Alarming racial disparity found in Ferndale arrests and traffic tickets – again

An advocacy group is calling on the Department of Justice to investigate ‘predatory policing’ in the suburb

Aug 17, 2023 at 12:06 pm
click to enlarge A new report accuses Ferndale police of engaging in racial profiling along Eight Mile Road. - Shutterstock
Shutterstock
A new report accuses Ferndale police of engaging in racial profiling along Eight Mile Road.

Black drivers are disproportionately ticketed and arrested by Ferndale cops along the Eight Mile Road border with Detroit, according to a two-year investigation by the Michigan chapter of the Council on American-Islamic Relations (CAIR-MI).

The report, titled “Lifting the Veil on Racial Profiling in Ferndale,” found that police in the suburban city engage in “predatory” traffic stops targeting Black motorists.

The study is at least the third examination over the past decade to strongly suggest Ferndale police use racial profiling tactics.

CAIR-MI leaders are calling on the Department of Justice to launch an investigation into “predatory policing” in Ferndale and are urging the police department to hire an independent group to examine protocols and come up with solutions to end the practice.

“Since Ferndale claims to care about diversity, they should take some steps so that African Americans don’t feel excluded from the city of Ferndale or maybe don’t even want to drive into Ferndale,” CAIR-MI Director Dawud Walid said at a news conference Thursday. “I myself avoid driving through Ferndale. I have family who lives in Detroit and don’t even want to drive down Eight Mile Road. This is a real issue.”

Although Black people make up just 6.3% of Ferndale’s population, they represent 86% of the arrests made and 84% of the traffic tickets issued along Eight Mile between Jan. 1, 2021, and Oct. 31, 2021, according to data obtained through the Freedom of Information Act and Ferndale’s transparency dashboard.

The disparities were most severe along Eight Mile, the decades-long dividing line between the affluent, predominately white suburban neighborhoods of Oakland County and the lower-income, primarily Black neighborhoods of Detroit.
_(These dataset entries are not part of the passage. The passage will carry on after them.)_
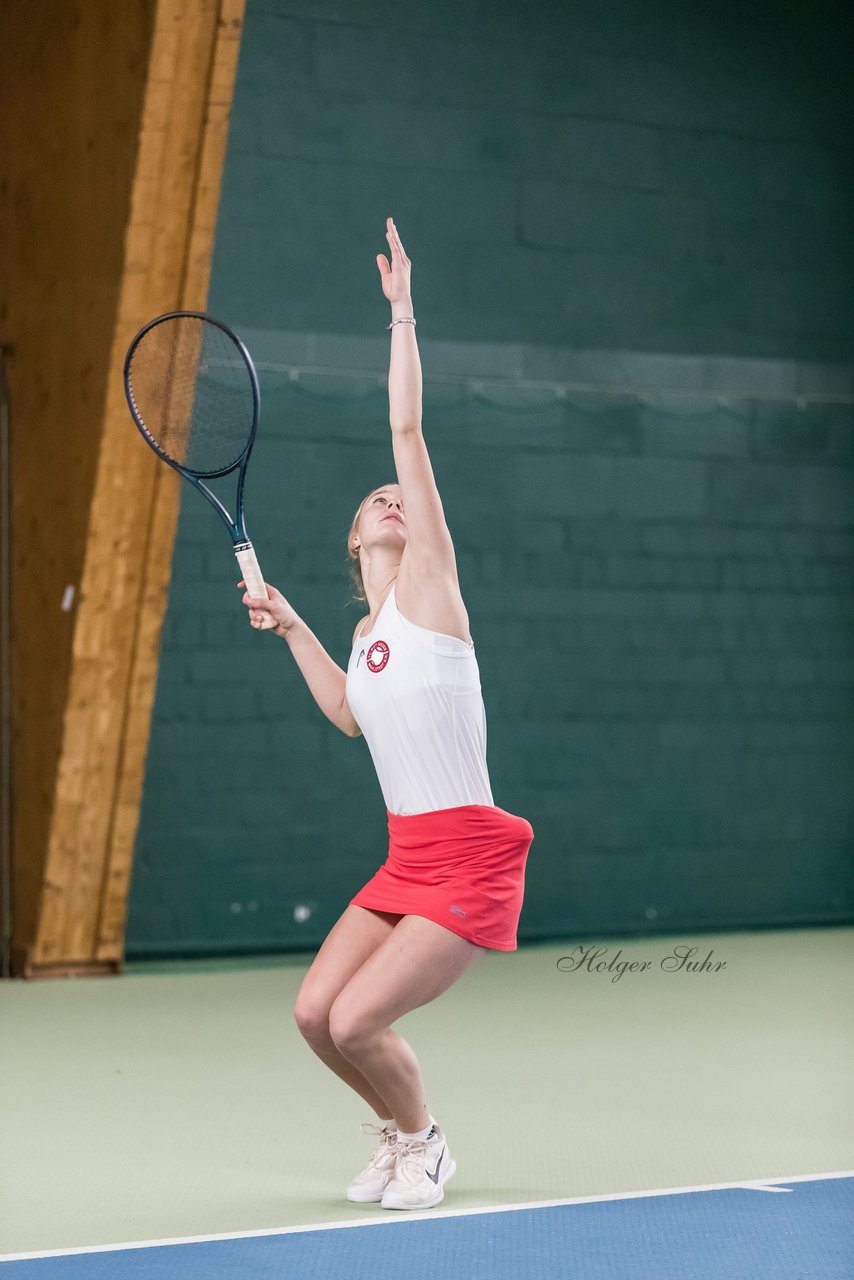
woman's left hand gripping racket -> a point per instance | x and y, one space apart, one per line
193 393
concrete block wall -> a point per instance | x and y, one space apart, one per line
658 583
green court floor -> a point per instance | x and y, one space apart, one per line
179 1100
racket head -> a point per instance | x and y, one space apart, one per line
193 392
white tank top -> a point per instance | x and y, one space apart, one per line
415 694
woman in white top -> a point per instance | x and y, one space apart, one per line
453 881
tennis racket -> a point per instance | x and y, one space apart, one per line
193 393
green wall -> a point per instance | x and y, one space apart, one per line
640 216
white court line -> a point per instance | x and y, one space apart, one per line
753 1184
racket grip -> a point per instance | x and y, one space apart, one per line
255 584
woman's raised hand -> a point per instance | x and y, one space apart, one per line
275 607
394 278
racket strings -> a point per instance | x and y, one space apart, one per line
193 393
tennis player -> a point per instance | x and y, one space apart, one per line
452 885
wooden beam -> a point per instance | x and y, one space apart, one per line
135 504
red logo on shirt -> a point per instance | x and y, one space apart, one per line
377 656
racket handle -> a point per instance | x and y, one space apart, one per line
255 584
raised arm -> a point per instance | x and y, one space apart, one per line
429 545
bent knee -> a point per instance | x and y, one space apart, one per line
350 1028
311 1016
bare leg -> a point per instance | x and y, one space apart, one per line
355 936
415 963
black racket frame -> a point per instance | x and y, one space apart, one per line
237 526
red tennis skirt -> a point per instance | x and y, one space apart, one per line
462 868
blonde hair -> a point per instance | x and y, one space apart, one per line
354 563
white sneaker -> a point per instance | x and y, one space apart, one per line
421 1169
370 1184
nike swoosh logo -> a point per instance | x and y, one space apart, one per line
434 1175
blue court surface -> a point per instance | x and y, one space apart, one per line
788 1229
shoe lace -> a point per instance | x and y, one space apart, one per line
410 1157
388 1139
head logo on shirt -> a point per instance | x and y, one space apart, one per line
377 656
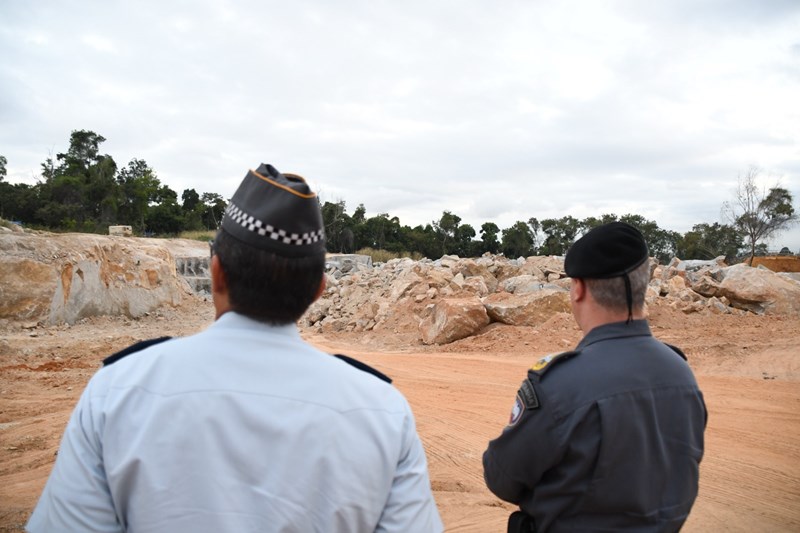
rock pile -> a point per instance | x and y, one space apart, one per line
453 298
61 278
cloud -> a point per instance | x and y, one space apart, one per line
495 113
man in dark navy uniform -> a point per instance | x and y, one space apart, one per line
609 436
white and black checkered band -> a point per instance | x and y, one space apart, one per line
251 223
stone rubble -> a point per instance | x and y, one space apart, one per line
62 278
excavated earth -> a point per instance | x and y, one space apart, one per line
461 393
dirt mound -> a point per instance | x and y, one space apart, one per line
461 392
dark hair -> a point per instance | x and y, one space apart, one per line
266 286
610 292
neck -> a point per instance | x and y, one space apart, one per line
600 317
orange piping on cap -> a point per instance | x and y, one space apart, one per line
284 187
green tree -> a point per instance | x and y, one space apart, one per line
536 227
559 234
757 212
661 243
518 240
214 206
463 240
489 231
445 229
190 200
140 187
707 241
336 220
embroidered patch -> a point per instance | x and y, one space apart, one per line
528 395
677 351
542 365
516 411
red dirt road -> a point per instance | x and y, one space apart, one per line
747 366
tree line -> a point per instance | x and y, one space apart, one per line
85 191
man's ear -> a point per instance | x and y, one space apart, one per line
579 289
321 288
219 285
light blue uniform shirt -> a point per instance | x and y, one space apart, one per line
243 427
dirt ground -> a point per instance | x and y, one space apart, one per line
747 366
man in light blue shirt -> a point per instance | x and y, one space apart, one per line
244 426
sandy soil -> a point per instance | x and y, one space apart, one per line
748 368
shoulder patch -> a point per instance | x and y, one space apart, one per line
677 351
526 399
545 363
364 367
138 347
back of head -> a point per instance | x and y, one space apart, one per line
612 259
272 246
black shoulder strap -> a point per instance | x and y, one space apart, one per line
138 347
548 361
362 366
677 351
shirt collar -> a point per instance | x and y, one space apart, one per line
234 320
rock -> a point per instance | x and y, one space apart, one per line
760 291
675 285
453 319
62 278
476 285
522 284
529 309
469 268
706 285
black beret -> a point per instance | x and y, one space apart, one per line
607 251
276 212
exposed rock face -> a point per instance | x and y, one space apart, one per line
453 319
530 309
61 278
760 291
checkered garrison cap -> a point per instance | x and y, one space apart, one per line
276 212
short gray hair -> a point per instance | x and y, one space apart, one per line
610 292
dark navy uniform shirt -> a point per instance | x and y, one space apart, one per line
606 438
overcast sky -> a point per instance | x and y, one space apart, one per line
496 111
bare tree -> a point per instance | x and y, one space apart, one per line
759 213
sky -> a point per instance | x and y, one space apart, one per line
495 111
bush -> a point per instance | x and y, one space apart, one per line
382 256
205 235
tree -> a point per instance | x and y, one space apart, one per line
446 228
336 221
463 240
759 213
518 240
536 227
559 234
140 187
661 243
489 231
707 241
213 208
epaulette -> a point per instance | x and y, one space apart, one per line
545 363
138 347
364 367
677 351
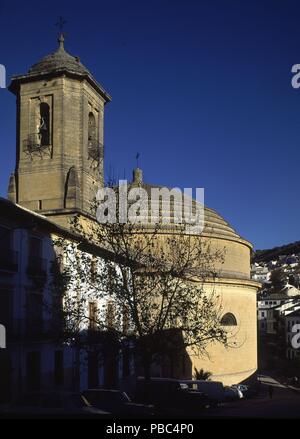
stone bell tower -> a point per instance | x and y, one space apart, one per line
59 159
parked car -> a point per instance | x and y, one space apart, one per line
171 397
247 391
213 389
116 402
54 404
232 393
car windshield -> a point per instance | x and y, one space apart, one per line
107 397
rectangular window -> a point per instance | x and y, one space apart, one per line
36 264
6 309
110 315
34 314
92 316
58 368
33 370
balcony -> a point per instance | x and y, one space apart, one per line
95 150
9 260
37 266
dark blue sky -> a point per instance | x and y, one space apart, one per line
200 88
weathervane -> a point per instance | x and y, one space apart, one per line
61 24
137 159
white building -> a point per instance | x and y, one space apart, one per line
35 357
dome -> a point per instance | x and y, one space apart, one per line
214 223
60 60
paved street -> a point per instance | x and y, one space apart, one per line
285 403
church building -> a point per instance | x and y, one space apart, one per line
59 167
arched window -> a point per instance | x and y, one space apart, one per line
92 127
44 129
228 319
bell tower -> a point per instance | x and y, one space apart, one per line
59 153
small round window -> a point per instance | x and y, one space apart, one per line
228 319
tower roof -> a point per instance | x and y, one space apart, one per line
59 60
56 63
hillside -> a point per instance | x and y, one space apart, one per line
274 253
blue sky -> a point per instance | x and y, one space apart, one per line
202 89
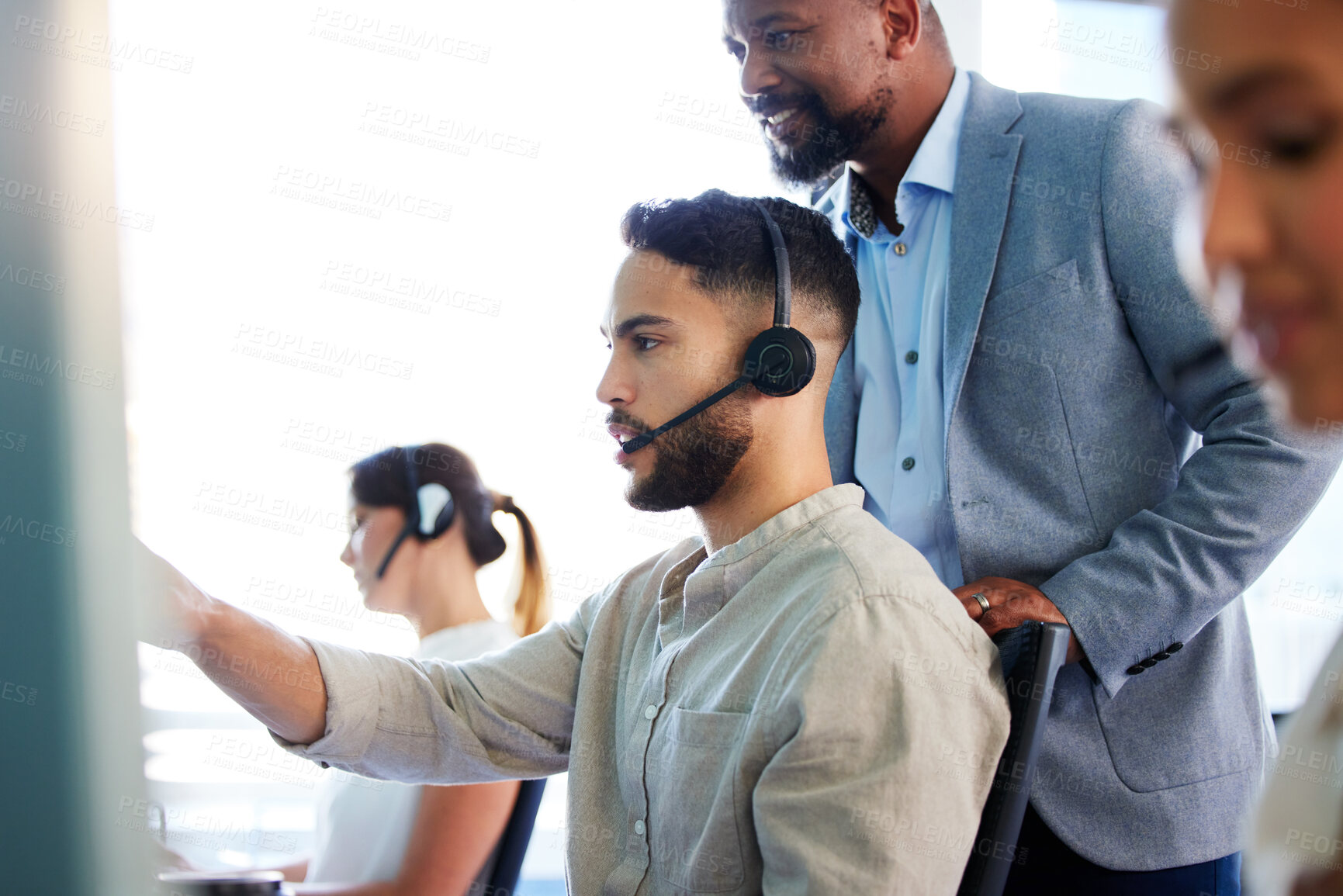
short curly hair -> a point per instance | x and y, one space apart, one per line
725 240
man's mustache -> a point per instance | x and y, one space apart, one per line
771 104
621 418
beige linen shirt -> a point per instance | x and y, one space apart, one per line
808 711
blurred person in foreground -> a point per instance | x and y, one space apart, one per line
415 552
1273 249
788 701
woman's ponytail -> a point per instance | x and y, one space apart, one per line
532 606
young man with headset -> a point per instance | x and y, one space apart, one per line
790 701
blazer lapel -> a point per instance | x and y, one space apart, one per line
986 161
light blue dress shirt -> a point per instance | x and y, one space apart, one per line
902 448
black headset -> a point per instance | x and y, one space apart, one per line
429 510
779 362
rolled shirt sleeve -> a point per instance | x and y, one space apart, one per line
501 716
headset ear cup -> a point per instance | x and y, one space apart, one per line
781 362
435 505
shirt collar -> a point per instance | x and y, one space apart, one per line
933 164
709 582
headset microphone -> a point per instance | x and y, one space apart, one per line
429 512
779 362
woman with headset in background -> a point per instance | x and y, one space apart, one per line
1273 220
421 527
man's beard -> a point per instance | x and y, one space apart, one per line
694 458
834 139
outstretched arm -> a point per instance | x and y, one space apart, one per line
269 672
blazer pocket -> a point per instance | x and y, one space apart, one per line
696 839
1034 290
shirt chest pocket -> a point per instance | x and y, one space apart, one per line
696 800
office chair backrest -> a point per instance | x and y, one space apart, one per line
1030 659
517 833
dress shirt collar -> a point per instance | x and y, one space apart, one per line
933 164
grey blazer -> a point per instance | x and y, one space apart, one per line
1082 378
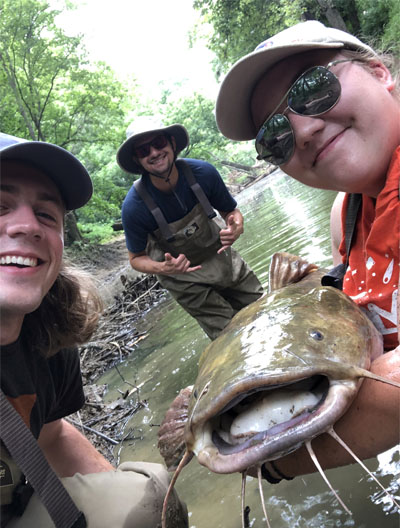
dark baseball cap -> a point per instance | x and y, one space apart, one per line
67 172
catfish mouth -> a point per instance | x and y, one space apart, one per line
267 412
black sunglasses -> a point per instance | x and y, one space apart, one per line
315 92
159 142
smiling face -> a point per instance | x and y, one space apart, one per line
348 148
31 242
159 161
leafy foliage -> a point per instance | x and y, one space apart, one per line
52 93
238 26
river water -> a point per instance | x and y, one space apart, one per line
280 215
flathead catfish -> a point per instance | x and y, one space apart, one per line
283 371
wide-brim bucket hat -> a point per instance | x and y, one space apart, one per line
233 113
65 170
144 126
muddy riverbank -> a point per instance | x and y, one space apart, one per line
127 297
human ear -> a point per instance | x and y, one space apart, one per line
382 73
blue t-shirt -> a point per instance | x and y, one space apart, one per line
137 219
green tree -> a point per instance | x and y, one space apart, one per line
50 92
238 26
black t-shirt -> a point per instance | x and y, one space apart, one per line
42 390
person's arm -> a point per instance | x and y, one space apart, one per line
336 228
370 426
170 266
69 452
234 228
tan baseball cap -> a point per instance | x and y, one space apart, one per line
233 102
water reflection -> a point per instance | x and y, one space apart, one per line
280 214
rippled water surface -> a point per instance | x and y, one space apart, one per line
280 214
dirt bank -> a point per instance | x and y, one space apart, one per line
127 297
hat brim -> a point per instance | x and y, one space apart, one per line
66 171
125 154
232 109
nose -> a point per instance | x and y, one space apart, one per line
24 222
154 151
305 128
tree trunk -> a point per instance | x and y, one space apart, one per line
333 16
71 230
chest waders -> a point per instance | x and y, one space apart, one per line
224 284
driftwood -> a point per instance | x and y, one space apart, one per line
105 424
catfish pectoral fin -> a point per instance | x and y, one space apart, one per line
171 441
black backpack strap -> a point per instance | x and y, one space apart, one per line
197 190
335 276
155 210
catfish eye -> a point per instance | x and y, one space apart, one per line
316 334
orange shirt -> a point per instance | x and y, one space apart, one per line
372 276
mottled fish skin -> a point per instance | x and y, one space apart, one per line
297 331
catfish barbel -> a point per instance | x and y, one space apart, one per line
282 372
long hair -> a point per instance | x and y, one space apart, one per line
68 314
389 60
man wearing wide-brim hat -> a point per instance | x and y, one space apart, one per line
172 229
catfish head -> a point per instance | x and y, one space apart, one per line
282 372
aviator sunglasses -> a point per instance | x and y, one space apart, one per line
315 92
159 142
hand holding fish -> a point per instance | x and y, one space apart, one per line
180 264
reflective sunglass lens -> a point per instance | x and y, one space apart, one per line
159 142
275 140
315 92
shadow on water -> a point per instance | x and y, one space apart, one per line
280 214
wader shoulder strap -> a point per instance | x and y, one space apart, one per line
27 454
155 210
196 188
335 276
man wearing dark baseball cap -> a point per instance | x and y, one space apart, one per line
46 310
325 107
65 170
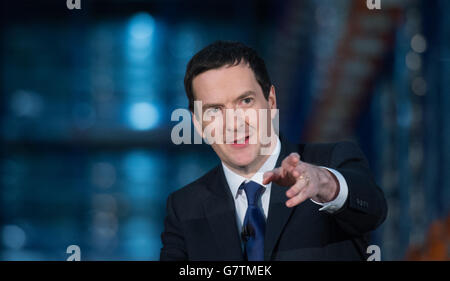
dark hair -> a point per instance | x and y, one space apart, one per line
221 53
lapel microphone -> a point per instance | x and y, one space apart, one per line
247 232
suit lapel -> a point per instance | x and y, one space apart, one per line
278 214
221 216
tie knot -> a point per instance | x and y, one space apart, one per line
253 191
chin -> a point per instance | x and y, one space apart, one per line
243 159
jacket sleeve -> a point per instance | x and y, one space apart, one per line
172 237
365 208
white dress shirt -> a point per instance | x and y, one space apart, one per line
240 199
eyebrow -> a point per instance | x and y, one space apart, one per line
241 96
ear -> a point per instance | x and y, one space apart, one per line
272 99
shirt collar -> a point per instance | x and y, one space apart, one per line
235 180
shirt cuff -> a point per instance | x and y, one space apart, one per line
339 201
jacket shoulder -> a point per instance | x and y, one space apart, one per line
197 186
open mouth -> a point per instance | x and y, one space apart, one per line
238 143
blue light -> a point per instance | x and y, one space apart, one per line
143 116
140 30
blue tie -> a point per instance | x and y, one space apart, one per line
254 223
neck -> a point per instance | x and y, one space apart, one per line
251 169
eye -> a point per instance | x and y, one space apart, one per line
248 100
213 110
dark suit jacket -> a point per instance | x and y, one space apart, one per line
201 217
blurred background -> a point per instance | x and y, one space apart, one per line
87 95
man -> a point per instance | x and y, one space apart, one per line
297 202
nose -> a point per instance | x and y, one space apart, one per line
234 123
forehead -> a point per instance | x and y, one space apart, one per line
225 83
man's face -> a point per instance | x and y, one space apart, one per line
234 88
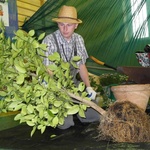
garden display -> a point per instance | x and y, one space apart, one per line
43 100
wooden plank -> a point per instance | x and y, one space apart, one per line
27 6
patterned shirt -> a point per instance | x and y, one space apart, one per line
66 48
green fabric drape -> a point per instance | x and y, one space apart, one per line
106 28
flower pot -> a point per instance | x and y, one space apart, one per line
138 94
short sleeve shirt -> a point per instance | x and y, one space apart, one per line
66 48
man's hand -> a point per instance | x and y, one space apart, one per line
50 72
91 93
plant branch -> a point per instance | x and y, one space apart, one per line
89 103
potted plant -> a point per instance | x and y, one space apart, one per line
25 85
102 85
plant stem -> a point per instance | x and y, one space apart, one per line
89 103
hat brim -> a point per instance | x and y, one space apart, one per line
67 20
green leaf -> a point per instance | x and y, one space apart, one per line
33 131
73 110
30 108
19 68
55 121
74 64
30 123
53 135
65 65
58 103
81 113
29 117
76 58
52 67
2 93
43 47
18 117
31 33
35 44
20 79
43 129
40 52
41 36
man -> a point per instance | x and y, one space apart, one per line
69 44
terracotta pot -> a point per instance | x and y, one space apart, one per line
138 94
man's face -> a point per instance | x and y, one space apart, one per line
67 29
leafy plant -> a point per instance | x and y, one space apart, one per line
25 85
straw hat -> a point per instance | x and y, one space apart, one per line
67 14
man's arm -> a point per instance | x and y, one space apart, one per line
84 74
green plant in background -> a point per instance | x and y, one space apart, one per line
105 96
25 85
113 78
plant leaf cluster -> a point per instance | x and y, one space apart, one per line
26 86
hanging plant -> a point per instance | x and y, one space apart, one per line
25 85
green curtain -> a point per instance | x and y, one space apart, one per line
107 29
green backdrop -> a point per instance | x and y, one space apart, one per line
107 29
click to enlarge Eight Mile Road is the longstanding dividing line between the majority-Black Detroit and the predominantly white suburbs of Oakland County. - Shutterstock
Shutterstock
Eight Mile Road is the longstanding dividing line between the majority-Black Detroit and the predominantly white suburbs of Oakland County.

Of all traffic stops initiated by Ferndale police in neighboring cities, 75% occurred on Eight Mile in the first 10 months of 2021. The study also found that 11% of the citations issued during that period were on the Detroit side of Eight Mile.

Although the suburb shares a border with six cities, 80% of all traffic stops made by Ferndale police outside of their own city took place in Detroit.

Overall, less than 1% of all traffic stops involved Ferndale residents.

“This indicates to us that there is predatory policing going on by the Ferndale Police Department,” CAIR-MI staff attorney Amy Doukoure said at a news conference Thursday. “What you see is that police are treating the drivers inside the city of Detroit differently. They are treating minority drivers differently.”

CAIR-MI is also urging city of Detroit officials to condemn Ferndale police for pulling over Black residents on the Detroit side of the Eight Mile border.

The CAIR-MI investigation began in October 2021 when the group filed a federal lawsuit against Ferndale and its police department on behalf of Helana Rowe, a Black Muslim woman who was arrested for an expired license plate tag and forced to remove her hijab in front of male officers for a booking photo.

In 2014, the ACLU of Michigan reviewed traffic stops to discover that Ferndale police disproportionately pull over Black motorists.

Another study in the Du Bois Review found that Black motorists were more likely to be arrested and ticketed after traffic stops in neighboring Eastpointe.

CAIR-MI leaders said they don’t know with certainty why Ferndale police disproportionately target Black motorists, but they pointed to a historic pattern of policing in metro Detroit and across the country.

“What we can say is that in southeastern Michigan, in particular between Oakland County and Wayne County, there is a well-documented history of racial tension, hyper-segregation, and we know without a doubt there is a history of systemic racism in America,” Walid said.

In a statement, Ferndale Police Chief Dennis Emmi did not address the specific allegations but said his department is committed to fair and transparent practices.

“As an accredited agency, we take policy enforcement and standards very seriously—which includes annual hours of training for fair and impartial policing and implicit bias,” Emmi said. “We are committed to transparency and progress. If the Department of Justice has concerns, we are happy to cooperate. We are an open book.”